14. Лейн спешит за помощью

Вечером на лугу стало совсем тихо. Дикие голуби бродили в траве в поисках насекомых, бледно-розовым было небо, и море вокруг утеса было спокойным и теплым, как молоко. Даже овцы Габриэля прекратили жевать. Они пытались пролезть сквозь проволочную сетку в том месте, где расшатался столб ограды.

Овцы Джорджа этого не заметили. Они все еще сидели под Тенистым деревом.

— Ты все-таки смог, — с удивлением сказала Корделия.

Остальные овцы потрясенно молчали. Их сердца колотились. Они переживали как наяву удивительные приключения Мельмота, видели сверкающий нож, ощущали запах Трупоеда, слышали лай собак мясника.

Мельмот тоже молчал. У него был такой вид, словно он все еще блуждал по каменоломне. Он выглядел удивительно молодо.

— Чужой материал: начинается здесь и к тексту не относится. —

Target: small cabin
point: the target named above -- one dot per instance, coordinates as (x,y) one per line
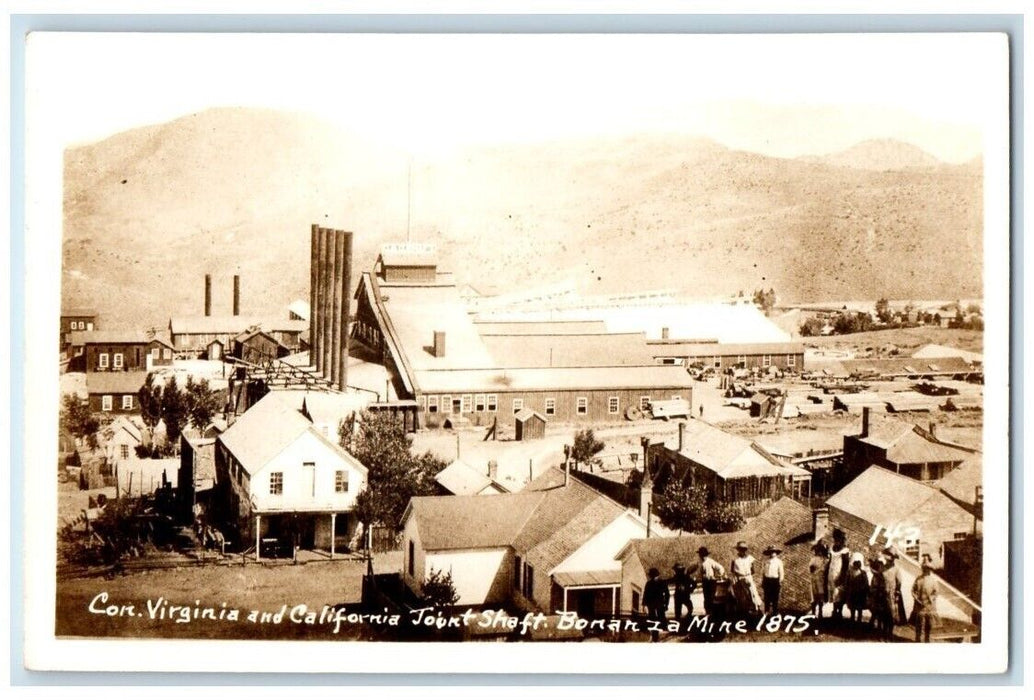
(529,424)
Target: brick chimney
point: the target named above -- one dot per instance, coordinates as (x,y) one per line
(820,522)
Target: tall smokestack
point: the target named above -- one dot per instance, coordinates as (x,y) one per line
(335,306)
(342,371)
(317,310)
(327,306)
(313,292)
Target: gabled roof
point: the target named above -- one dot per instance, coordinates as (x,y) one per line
(907,444)
(123,423)
(525,414)
(880,496)
(115,383)
(116,336)
(786,523)
(232,325)
(266,429)
(470,522)
(961,483)
(462,480)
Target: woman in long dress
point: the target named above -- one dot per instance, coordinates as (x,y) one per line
(744,589)
(840,562)
(818,570)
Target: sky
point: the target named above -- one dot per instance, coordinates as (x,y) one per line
(784,95)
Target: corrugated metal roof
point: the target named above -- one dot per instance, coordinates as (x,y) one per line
(462,480)
(233,325)
(266,429)
(556,378)
(117,336)
(602,350)
(878,495)
(472,522)
(729,456)
(115,383)
(540,327)
(961,484)
(587,578)
(670,347)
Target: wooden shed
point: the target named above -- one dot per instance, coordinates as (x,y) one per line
(529,424)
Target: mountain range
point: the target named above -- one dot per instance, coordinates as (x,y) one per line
(149,212)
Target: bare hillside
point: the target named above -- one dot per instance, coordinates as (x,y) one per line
(150,211)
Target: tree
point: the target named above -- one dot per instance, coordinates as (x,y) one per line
(680,507)
(883,310)
(79,420)
(692,510)
(202,402)
(395,475)
(174,409)
(438,590)
(586,447)
(149,398)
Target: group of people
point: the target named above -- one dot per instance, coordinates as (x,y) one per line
(839,577)
(743,596)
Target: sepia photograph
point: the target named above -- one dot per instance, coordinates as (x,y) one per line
(549,340)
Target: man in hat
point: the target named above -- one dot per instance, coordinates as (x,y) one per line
(744,589)
(890,592)
(710,572)
(656,599)
(924,601)
(771,578)
(682,586)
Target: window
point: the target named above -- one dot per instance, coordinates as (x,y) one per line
(527,586)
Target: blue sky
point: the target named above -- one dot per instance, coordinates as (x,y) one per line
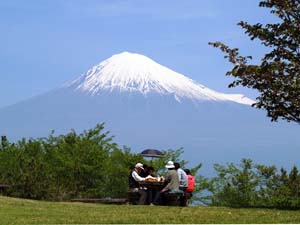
(45,43)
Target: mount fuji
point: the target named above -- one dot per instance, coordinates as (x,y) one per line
(147,105)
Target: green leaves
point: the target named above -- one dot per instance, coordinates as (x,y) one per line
(277,77)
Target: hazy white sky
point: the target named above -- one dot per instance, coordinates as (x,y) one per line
(44,43)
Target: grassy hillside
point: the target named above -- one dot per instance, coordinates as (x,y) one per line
(18,211)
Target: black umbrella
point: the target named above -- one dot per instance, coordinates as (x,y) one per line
(152,153)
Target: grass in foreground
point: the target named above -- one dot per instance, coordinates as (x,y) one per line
(20,211)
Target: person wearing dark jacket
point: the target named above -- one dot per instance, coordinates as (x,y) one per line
(172,184)
(134,186)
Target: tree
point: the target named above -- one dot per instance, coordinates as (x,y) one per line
(277,77)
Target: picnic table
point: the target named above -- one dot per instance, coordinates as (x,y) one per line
(154,185)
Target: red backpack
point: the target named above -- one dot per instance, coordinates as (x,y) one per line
(191,183)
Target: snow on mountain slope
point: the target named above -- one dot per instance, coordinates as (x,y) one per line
(131,72)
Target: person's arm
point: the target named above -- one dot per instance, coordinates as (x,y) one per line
(137,177)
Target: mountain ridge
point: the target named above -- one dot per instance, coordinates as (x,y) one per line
(132,72)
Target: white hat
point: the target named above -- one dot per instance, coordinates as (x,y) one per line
(139,165)
(170,165)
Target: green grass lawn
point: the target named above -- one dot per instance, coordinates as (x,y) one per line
(20,211)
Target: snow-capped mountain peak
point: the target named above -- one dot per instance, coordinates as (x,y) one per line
(132,72)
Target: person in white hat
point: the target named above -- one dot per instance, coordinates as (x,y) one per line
(173,184)
(134,185)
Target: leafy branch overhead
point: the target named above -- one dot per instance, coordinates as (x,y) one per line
(277,77)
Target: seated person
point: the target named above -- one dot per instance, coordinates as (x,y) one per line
(172,184)
(134,186)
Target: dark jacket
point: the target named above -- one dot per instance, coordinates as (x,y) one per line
(131,181)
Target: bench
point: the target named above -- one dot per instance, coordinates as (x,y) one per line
(3,188)
(118,201)
(173,198)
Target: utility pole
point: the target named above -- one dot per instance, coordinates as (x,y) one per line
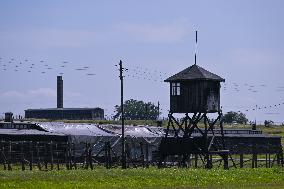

— Дальше! — раздался писклявый голос. Зимний ягненок.

Мельмот мгновенно повернул голову:

— Что дальше, юный травоед?

Зимний ягненок испуганно спрятался за стволом Тенистого дерева.

— Я хотел спросить: а чем кончилась эта история? — пискнул он оттуда.

— А дальше ничего не было, — ответил Мельмот. — История заканчивается именно тогда, когда ей приходит конец. Как вдох. Сразу. Но жизнь продолжается. По холмам и болотам, без дорог, вдоль соленых берегов и сверкающих рек, по туманным горам, где пасутся дикие козы Уиклоу[10], целые отары, как хлопья снега, до самого северного моря, где заканчивается суша, и дальше… Я только следовал за ней.

— Тогда расскажи нам о северном море! — попросил ягненок.

Но Мельмот не слушал его.

— Я тоже хотел, чтобы история продолжалась, — сказал он. Черный блестящий жук полз по травинке прямо у его носа. — И я вернулся обратно. Но для этого нужен пастух, а пастух мертв.

Зубы сомкнулись, и жук исчез вместе с травинкой. Седой баран задумчиво жевал. Моппл наморщил нос.

— Откуда ты знаешь, что Джордж умер? — внезапно спросила Мисс Мапл.

Мельмот удивленно посмотрел на нее:

— А как я мог этого не знать? Это знают мои птицы, знает ветер. Голубоглазый привел сюда этих, с бесцветными глазами. Вы разорили огород. Человеческое стадо топчет траву, где хочет. Кроме того, — добавил он, — кто видел его ночью с безмолвным сердцем, в крови, и эту лопату… тот, наверное, знает, что он умер.

— Ты был здесь ночью? — взволнованно проблеяла Клауд. — Ты видел, кто пронзил его лопатой?

Мельмот сердито фыркнул.

— Я не видел, — ответил он. — О, если б я только видел…

— А потом? — спросила Мапл. — Что было потом?

— Ночные птицы еще не начали петь. Я нашел его раньше, чем жуки-мертвоеды. Я нашел его, когда еще не все тепло жизни улетучилось в темноту.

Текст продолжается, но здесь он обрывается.